My Take | Democracy doesn’t have to mean independence
The last governor of Hong Kong, Chris Patten, has it right: don’t let political opportunists or misguided youth steer us in the wrong direction

You can ignore the Beijing stooges. But at least try to listen to Chris Patten. The last governor of Hong Kong – sometimes referred to as “a sinner for a thousand years” by former senior mainland officials – was defending Hong Kong’s fight for democracy against the futile call for independence.
It makes a lot of sense. I hope young people will listen and change course from a political dead end, but somehow I doubt it. They were still in diapers when Patten had his last post in Hong Kong and so probably wouldn’t know or care anything about him. But like many older people here, I have always had a soft spot for “Fat Pang”.
But before I start, let me take this opportunity to correct the common mistranslation of that Patten insult, hurled at him by Lu Ping, former head of the Hong Kong and Macau Affairs Office. It’s literally not “a thousand years”, but “a thousand epochs”, which is used as an idiom in Chinese to mean “forever” or “eternal”.
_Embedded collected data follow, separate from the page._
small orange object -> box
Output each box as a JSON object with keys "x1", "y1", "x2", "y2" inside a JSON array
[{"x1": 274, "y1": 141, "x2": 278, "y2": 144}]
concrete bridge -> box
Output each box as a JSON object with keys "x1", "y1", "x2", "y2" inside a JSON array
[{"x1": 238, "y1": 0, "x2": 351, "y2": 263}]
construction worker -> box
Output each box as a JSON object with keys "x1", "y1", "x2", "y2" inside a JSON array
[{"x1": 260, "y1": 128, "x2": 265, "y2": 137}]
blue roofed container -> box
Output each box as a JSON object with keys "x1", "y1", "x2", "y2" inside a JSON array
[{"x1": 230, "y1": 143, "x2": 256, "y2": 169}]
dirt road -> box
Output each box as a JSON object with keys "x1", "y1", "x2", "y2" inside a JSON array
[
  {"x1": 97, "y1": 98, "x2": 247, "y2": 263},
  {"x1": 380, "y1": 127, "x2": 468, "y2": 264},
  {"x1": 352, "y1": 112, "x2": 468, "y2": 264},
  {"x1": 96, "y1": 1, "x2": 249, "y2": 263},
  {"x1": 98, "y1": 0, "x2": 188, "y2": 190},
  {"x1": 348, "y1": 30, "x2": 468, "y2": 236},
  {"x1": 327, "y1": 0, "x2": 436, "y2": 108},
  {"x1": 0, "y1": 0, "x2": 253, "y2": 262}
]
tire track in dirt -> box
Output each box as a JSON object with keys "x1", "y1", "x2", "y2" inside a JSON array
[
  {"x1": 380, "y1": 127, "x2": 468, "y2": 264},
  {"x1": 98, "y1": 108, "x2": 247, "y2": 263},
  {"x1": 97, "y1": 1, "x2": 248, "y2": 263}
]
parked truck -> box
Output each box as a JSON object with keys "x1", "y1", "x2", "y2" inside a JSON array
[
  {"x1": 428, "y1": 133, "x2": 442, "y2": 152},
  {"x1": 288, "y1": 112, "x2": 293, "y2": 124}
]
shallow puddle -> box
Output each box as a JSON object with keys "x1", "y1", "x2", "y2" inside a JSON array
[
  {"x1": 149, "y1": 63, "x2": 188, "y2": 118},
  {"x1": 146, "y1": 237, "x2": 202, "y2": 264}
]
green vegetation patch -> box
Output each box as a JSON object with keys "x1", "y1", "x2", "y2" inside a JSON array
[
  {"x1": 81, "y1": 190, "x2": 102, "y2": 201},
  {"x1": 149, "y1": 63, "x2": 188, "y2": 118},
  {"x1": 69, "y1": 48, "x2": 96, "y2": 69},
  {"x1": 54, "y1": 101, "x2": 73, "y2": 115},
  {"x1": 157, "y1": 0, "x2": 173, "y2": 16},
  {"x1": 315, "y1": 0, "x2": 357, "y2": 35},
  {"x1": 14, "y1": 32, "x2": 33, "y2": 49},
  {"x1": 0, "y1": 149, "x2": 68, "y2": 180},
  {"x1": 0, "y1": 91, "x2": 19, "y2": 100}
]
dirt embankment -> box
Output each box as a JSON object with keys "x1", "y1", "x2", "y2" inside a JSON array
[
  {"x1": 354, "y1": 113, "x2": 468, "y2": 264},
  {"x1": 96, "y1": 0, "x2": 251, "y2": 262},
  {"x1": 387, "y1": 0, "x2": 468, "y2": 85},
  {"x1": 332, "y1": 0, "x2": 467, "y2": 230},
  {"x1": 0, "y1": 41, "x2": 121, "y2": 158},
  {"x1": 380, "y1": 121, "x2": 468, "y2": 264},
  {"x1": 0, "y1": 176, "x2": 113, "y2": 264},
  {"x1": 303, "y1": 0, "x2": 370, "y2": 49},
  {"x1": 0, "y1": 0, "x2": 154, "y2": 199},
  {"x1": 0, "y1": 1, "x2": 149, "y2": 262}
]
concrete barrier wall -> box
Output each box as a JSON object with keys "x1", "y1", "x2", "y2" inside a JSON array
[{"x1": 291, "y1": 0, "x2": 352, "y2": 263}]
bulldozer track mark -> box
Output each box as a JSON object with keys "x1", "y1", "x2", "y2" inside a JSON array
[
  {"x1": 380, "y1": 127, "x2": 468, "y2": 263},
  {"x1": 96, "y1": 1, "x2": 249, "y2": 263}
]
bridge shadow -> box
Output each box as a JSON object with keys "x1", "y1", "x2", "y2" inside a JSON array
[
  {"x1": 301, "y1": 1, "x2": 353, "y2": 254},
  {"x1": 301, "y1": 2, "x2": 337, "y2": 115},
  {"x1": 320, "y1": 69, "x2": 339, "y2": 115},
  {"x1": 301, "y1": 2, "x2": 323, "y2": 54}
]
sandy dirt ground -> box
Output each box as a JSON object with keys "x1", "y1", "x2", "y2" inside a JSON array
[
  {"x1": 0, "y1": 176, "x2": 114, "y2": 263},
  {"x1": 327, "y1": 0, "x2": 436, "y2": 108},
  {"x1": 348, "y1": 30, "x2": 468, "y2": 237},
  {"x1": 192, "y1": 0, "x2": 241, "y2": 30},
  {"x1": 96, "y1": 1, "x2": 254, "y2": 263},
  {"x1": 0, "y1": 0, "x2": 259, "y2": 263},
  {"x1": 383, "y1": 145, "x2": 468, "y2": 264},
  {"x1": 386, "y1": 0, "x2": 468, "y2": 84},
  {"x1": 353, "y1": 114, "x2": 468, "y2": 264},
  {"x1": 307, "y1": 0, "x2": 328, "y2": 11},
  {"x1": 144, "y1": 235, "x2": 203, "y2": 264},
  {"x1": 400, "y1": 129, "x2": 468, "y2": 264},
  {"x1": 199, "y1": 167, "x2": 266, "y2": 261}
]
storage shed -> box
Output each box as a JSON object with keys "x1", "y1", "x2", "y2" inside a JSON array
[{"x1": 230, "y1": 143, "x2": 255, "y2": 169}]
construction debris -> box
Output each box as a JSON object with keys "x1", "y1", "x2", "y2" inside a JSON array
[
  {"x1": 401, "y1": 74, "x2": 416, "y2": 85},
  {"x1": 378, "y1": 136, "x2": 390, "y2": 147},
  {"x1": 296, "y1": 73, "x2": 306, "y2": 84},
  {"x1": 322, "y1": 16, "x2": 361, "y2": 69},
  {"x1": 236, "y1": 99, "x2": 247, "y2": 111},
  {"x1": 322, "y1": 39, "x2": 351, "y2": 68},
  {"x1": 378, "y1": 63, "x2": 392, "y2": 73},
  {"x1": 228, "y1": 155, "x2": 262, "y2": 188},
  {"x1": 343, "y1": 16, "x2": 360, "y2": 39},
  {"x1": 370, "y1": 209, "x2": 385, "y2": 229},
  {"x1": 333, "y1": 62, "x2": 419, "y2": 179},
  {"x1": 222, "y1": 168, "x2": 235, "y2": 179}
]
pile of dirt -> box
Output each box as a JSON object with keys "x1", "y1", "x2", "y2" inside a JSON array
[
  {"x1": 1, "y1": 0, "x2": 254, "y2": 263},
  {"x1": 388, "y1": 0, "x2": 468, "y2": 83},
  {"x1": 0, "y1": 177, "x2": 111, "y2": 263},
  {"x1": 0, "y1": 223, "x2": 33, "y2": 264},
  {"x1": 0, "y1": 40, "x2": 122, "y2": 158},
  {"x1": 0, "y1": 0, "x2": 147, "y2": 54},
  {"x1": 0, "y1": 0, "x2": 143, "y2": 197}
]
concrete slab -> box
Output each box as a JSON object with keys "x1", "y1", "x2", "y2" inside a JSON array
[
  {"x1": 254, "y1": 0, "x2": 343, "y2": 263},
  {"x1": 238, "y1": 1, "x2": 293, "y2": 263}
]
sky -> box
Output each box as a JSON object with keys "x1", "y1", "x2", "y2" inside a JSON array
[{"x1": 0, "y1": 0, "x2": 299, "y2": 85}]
In other words, it’s actually “Patten, the eternal sinner”. It’s kind of like another Chinese idiom, “a hundred names”. It doesn’t mean “100 surnames”, but “the public”, “the people” or “the population”.
I don’t know how this “crouching tiger, hidden dragon” kind of illiterate translation came into fashion: it involves outright – or even wilful – ignorance of proper Chinese idioms. But it offers ample opportunities for foreigners to sneer at Chinese as an unsophisticated, literal language.